Fig. 1

(A) Coronal brain sections from a control mouse (Left) and PLX3397 treated mouse (Right) with Hoechst staining (blue) and microglial marker IBA1 (green) immunolabeling. The dotted line indicates the SCN. Scale bar = 100 μm. (B) PLX3397 treatment induced a 95% microglial depletion in the SCN. N = 7 mice (Control), 8 mice (PLX3397). ***P < 0.001. (C) Mean activity profiles were generated from 7 days in 12 L:12D. N = 12 (Control) and 15 (PLX3397) mice. (D) Analyses of day and night spontaneous locomotor activity counts. (E) Representative double-plotted actograms of control and PLX3397 mice in DD. Shaded gray areas in the actogram represent dark periods. (F) Analyses of spontaneous locomotor activity counts in DD. N = 5 (Control) and 6 (PLX3397) mice. (G) Estimated periods (left) and power (right) of circadian rhythms by the Lomb-Scargle periodogram.
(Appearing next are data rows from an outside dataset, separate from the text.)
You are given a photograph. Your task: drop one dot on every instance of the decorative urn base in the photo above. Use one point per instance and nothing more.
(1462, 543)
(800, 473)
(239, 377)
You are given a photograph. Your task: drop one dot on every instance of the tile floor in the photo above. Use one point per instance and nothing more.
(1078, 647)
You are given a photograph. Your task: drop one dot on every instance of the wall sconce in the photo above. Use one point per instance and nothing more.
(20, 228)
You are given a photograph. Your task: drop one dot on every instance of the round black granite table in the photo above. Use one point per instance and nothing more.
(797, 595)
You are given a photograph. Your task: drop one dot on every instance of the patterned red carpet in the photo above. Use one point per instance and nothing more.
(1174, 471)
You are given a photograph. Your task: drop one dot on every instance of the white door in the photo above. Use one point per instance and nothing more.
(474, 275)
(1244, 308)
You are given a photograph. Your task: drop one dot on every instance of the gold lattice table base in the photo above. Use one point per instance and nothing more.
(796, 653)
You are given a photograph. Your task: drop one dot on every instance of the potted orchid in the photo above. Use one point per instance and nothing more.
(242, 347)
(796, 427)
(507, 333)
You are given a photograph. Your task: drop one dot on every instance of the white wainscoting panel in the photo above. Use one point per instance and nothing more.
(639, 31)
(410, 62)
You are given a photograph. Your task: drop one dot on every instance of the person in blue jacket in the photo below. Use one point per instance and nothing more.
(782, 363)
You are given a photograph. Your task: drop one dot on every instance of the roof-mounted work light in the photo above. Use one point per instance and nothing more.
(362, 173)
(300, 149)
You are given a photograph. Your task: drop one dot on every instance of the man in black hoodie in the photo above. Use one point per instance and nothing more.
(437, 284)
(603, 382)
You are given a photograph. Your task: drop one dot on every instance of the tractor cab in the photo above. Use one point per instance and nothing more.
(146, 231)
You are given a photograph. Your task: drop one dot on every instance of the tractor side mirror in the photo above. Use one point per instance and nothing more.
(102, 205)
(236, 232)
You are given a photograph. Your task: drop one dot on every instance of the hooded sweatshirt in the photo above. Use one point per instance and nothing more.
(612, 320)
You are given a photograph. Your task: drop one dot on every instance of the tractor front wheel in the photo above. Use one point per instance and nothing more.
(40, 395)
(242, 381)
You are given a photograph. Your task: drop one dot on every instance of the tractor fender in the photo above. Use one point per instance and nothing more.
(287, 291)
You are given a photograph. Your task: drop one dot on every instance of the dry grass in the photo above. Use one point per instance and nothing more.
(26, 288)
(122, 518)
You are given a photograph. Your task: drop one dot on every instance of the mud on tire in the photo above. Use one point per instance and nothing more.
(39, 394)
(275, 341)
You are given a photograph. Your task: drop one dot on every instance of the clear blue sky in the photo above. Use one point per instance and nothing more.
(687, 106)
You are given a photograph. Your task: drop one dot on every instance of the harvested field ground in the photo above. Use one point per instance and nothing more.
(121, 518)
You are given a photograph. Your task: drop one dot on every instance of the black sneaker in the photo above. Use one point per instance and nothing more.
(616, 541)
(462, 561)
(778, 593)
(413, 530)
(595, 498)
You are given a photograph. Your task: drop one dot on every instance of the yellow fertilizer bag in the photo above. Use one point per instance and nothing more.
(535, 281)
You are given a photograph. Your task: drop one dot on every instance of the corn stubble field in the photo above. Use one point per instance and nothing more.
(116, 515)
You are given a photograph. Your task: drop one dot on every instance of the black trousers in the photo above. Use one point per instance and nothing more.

N = 5 (Control) and 6 (PLX3397) mice. (H) Representative double-plotted actograms of control and PLX3397 mice subjected to a 13-hour phase advance in LD cycles. (I) Activity onset in the 13-hour phase advance. N = 6 (Control) and 9 (PLX3397) mice. (J) Average interdaily stability from Day 2 to Day 6 (before jet-lag) and from Day 9 to Day 10 (during jet-lag). N = 6 (Control) and 9 (PLX3397) mice. **P < 0.01. (K) Coronal brain section from a control mouse (Left) and a mouse under jet-lag condition (Right) with Hoechst (blue) and microglial marker IBA1 (green) immunolabeling. Scale bar = 100 μm. (L) SCN microglial density from the control group and jet-lag group. N = 4 mice for each group.

Data are presented as means ± SEM with individual data points plotted. n.s.= non-significant difference.